“Bi,” panggil laki-laki yang memegang tangan Bintang.
Bintang menarik tangannya dari genggaman laki-laki itu itu. Ia menatap laki-laki yang memanggilnya tanpa menghilangkan raut wajah cemasnya. Lantas berkata, “Maaf Harry, aku sedang terburu-buru.”
“Mau kemana, Bi?” tanya laki-laki yang bernama Harry seraya mengamati wajah khawatir Bintang.
“Aku mau ke Mansion Mas Langit. Aku pergi du—” ucap Bintang cepat tapi segera dipotong Harry.
“Kalau begitu, biar aku antar. Lagian, aku juga mau ke sana.” tawar Harry tersenyum. “Calon istri Tuan Langit pasti mau menemui calon suaminya ‘kan?” tambah Harry menggoda.
“Apaan sih. Aku mau naik mobil sendiri. Lagi pula aku bawa mobil ke sini kok,” tolak Bintang secara halus.
“Tapi—”
“Bye, Harry.” Bintang melambaikan tangannya dan melangkah menjauh dari Harry.
"Ck," decak Harry yang melihat punggung Bintang sambil menarik sudut bibirnya—tersenyum miring. Melihat sudah tidak ada bayangan dari Bintang, ia pun pergi meninggalkan tempat itu dengan seringai yang tidak lepas dari bibirnya.
Sedangkan bintang, setelah sampai di parkiran, ia segera masuk ke dalam mobilnya.

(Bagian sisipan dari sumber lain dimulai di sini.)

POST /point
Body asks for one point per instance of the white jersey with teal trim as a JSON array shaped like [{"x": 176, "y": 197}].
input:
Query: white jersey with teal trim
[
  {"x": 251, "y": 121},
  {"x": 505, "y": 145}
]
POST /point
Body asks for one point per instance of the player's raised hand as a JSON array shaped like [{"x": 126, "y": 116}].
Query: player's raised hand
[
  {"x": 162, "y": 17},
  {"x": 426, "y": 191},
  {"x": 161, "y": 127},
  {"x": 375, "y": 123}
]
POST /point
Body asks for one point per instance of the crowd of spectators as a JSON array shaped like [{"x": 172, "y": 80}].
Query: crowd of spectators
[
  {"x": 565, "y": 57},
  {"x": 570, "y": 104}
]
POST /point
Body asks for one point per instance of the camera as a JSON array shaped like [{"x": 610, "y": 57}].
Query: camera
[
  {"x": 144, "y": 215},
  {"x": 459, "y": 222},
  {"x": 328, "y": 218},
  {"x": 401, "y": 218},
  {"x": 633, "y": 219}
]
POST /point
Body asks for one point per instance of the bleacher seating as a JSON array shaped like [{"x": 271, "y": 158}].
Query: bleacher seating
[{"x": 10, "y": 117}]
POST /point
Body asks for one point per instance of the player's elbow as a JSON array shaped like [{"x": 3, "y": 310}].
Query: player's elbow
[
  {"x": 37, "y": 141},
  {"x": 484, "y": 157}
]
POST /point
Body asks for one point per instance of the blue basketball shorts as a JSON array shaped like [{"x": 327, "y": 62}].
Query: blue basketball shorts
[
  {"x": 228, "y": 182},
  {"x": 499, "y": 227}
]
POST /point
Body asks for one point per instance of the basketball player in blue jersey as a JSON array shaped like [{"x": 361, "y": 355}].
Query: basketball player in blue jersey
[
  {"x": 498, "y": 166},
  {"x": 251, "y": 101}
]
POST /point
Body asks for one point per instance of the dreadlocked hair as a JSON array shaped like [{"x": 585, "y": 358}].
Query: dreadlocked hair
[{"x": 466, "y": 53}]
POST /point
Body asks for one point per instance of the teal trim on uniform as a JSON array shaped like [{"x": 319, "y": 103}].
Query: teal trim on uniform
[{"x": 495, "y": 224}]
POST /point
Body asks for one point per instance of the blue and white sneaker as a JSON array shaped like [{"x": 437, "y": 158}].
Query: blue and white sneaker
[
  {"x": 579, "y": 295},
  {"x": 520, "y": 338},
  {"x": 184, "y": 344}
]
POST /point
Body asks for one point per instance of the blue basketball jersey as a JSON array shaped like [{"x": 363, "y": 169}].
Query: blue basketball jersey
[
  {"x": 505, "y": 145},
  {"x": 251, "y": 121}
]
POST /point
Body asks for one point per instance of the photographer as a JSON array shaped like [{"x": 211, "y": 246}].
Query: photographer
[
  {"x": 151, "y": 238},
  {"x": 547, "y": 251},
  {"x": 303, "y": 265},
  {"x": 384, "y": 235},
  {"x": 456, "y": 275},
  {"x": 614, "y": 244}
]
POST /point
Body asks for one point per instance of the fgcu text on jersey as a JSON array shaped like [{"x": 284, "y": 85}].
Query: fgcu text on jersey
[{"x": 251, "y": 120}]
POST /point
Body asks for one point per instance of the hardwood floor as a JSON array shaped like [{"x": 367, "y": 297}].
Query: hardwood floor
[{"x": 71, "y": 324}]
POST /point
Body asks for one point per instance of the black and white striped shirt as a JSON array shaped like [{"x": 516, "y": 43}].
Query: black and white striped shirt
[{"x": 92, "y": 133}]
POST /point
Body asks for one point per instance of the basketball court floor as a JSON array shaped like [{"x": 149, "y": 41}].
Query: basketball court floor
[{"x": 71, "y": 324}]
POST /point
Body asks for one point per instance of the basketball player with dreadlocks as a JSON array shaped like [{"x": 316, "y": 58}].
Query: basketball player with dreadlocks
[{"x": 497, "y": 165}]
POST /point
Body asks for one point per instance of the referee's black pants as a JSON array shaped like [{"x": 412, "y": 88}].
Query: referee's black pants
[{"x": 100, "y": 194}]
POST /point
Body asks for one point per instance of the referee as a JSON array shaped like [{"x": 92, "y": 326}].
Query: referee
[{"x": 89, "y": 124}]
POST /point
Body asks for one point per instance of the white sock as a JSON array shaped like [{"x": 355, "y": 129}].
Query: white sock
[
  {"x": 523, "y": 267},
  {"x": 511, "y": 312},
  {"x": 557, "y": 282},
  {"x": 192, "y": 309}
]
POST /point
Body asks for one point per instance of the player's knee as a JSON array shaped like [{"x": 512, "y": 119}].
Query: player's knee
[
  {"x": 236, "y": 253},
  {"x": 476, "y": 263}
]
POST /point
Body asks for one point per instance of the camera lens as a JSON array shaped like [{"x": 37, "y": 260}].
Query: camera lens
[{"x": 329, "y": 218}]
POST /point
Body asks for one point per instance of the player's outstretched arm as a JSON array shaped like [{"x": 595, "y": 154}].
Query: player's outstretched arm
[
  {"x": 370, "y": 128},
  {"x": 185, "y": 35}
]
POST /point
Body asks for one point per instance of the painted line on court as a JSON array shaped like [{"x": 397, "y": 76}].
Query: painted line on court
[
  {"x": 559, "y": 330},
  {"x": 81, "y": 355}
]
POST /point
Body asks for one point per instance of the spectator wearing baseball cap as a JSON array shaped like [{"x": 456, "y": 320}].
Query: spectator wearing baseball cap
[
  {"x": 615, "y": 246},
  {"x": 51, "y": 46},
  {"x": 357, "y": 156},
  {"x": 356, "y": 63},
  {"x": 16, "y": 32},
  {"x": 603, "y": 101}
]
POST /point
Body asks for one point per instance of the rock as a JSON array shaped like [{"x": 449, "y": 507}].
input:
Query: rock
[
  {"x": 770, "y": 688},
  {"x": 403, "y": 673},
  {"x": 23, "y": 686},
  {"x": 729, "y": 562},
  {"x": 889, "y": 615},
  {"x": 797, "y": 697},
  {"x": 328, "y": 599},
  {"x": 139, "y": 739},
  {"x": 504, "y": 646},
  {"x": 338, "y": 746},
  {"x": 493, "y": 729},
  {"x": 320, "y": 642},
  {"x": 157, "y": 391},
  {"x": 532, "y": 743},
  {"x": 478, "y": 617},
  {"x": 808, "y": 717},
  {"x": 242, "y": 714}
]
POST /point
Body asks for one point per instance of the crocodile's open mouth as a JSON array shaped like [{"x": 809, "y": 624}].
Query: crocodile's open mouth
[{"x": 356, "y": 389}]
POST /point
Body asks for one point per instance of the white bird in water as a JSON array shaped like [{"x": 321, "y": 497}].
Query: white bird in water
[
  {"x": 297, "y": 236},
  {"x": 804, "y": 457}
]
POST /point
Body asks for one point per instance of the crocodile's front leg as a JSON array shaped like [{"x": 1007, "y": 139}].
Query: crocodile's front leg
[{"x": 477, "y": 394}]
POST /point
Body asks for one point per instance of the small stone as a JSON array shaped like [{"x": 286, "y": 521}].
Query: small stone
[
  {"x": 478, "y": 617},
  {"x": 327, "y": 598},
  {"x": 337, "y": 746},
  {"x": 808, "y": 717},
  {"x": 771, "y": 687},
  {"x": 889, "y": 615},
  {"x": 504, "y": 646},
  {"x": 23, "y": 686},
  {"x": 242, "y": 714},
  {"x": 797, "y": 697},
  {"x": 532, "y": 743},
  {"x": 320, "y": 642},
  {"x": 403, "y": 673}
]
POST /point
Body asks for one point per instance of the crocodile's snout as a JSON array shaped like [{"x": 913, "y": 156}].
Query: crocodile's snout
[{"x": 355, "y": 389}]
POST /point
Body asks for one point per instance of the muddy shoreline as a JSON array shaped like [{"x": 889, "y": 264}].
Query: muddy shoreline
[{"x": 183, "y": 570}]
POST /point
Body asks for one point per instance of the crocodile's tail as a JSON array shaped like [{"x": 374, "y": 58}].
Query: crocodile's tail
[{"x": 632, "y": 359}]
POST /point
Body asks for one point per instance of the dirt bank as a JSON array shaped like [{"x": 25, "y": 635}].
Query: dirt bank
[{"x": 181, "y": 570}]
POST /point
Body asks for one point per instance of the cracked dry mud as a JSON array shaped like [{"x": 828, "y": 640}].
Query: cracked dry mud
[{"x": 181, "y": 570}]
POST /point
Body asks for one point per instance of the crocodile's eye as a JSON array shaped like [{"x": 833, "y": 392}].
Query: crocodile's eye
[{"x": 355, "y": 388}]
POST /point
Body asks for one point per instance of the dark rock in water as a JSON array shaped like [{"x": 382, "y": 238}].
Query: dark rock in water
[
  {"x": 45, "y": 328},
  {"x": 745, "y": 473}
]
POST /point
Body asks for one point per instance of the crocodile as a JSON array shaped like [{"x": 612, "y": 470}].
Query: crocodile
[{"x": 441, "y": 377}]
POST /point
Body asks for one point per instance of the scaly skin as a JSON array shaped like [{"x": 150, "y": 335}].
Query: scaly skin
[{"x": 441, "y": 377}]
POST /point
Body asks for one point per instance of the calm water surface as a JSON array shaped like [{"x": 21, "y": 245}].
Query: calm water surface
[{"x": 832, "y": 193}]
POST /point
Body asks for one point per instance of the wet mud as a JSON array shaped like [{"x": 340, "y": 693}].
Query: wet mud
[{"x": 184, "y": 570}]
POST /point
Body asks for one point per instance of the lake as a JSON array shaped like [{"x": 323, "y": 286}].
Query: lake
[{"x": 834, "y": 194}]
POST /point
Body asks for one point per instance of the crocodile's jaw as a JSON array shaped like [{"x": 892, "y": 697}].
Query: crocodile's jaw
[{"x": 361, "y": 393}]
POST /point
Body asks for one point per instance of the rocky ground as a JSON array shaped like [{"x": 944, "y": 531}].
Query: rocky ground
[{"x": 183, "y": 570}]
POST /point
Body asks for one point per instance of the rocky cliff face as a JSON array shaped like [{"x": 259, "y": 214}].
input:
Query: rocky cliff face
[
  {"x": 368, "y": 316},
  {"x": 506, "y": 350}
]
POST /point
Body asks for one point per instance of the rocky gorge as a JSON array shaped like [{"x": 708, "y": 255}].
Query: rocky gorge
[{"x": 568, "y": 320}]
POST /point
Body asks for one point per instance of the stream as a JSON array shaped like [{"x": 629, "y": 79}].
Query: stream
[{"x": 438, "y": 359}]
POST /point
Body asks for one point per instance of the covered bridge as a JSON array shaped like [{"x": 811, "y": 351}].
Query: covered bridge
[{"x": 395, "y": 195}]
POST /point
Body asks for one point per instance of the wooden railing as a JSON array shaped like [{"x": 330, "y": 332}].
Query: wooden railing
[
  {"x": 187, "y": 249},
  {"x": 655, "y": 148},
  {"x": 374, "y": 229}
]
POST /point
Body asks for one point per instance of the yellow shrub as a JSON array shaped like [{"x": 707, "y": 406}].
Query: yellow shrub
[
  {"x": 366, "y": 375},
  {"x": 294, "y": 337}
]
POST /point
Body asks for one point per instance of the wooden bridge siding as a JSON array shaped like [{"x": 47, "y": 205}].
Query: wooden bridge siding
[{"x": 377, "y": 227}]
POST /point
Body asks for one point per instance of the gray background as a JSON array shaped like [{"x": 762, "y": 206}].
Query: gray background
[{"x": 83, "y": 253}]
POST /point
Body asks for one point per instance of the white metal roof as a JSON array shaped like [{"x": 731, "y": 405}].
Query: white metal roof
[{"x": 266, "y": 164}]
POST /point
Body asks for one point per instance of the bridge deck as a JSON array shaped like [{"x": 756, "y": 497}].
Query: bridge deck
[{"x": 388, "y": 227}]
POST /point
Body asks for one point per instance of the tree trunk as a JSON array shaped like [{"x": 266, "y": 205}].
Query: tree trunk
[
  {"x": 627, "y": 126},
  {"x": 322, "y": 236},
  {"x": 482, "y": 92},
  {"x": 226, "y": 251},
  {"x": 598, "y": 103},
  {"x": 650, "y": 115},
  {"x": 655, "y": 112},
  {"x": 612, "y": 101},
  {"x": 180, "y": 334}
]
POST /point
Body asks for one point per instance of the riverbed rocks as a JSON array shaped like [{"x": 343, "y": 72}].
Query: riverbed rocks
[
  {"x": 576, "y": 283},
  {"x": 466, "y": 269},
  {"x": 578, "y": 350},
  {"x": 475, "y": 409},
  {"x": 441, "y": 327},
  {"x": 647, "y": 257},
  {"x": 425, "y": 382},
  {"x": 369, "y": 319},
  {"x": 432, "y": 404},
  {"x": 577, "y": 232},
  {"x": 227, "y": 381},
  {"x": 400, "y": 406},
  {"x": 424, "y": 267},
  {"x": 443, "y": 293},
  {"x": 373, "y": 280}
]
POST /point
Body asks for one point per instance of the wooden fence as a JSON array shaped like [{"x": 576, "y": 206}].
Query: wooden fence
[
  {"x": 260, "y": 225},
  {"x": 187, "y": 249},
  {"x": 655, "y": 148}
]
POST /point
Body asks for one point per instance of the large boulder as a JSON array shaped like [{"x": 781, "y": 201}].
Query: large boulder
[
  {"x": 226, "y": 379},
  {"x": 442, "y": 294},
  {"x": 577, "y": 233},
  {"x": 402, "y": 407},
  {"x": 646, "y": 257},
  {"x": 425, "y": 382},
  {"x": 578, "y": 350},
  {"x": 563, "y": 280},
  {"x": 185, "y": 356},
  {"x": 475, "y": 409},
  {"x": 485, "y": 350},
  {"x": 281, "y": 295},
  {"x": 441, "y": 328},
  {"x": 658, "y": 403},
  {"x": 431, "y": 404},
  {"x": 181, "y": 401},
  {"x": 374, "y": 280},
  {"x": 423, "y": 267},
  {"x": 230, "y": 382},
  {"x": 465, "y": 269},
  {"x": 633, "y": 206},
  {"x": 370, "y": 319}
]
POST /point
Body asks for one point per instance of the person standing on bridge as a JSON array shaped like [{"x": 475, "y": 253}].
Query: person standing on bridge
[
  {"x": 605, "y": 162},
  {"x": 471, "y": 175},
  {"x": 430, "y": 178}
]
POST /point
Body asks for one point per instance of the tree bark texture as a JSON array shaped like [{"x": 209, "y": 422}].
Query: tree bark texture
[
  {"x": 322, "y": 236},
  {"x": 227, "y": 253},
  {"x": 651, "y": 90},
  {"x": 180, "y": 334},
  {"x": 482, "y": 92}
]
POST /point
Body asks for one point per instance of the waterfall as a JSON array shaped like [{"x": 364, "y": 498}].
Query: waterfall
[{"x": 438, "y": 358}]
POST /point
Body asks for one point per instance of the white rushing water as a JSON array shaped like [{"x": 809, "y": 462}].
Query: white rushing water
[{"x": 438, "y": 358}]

Mengendarai mobil dengan kecepatan 100 km/jam. Hati dan pikirannya sekarang sedang kalut. Kekhawatiran menggerayangi relung hatinya. Pikirannya selalu tertuju pada pernikahan dan calon suaminya—Langit.
Membutuhkan waktu 2 jam untuk sampai ke mansion utama keluarga Abivandya, dari tempat Bintang dan Bunga melakukan perawatan spa.
“Sial, kenapa perawatannya jauh banget sih.” geram Bintang memukul setir mobilnya.
Bintang sudah melajukan mobilnya sekitar tiga puluh menit. Dan mungkin, ia akan sampai di mansion utama sekitar tiga puluh menit lagi. Ia Mencoba fokus mengendarai mobilnya meski pikirannya kalut.
KRING... KRING.
Tiba-tiba ponsel Bintang berdering. Bintang yang mendengarnya, segera mengambil ponselnya di dalam sling bagnya.
Tanpa melihat nama yang tertera di panggilan teleponnya, Bintang langsung menyambar, “Aku akan ke sana sekarang, Nga. Jelasin apa yang terjadi sebenarnya. Jangan buat aku khawatir. Aku sekarang, sedang di jalan. Tung—” suara tegas di seberang telfon menghentikan ucapan Bintang.
“Mau ke mana kamu?” sahut pria di seberang telfon dengan menekan pertanyaannya.
Bintang menginjak rem secara mendadak hingga berbunyi decitan ban yang beradu dengan aspal. Lalu melihat nama panggilan di ponselnya dan bergumam lirih, “Papa....”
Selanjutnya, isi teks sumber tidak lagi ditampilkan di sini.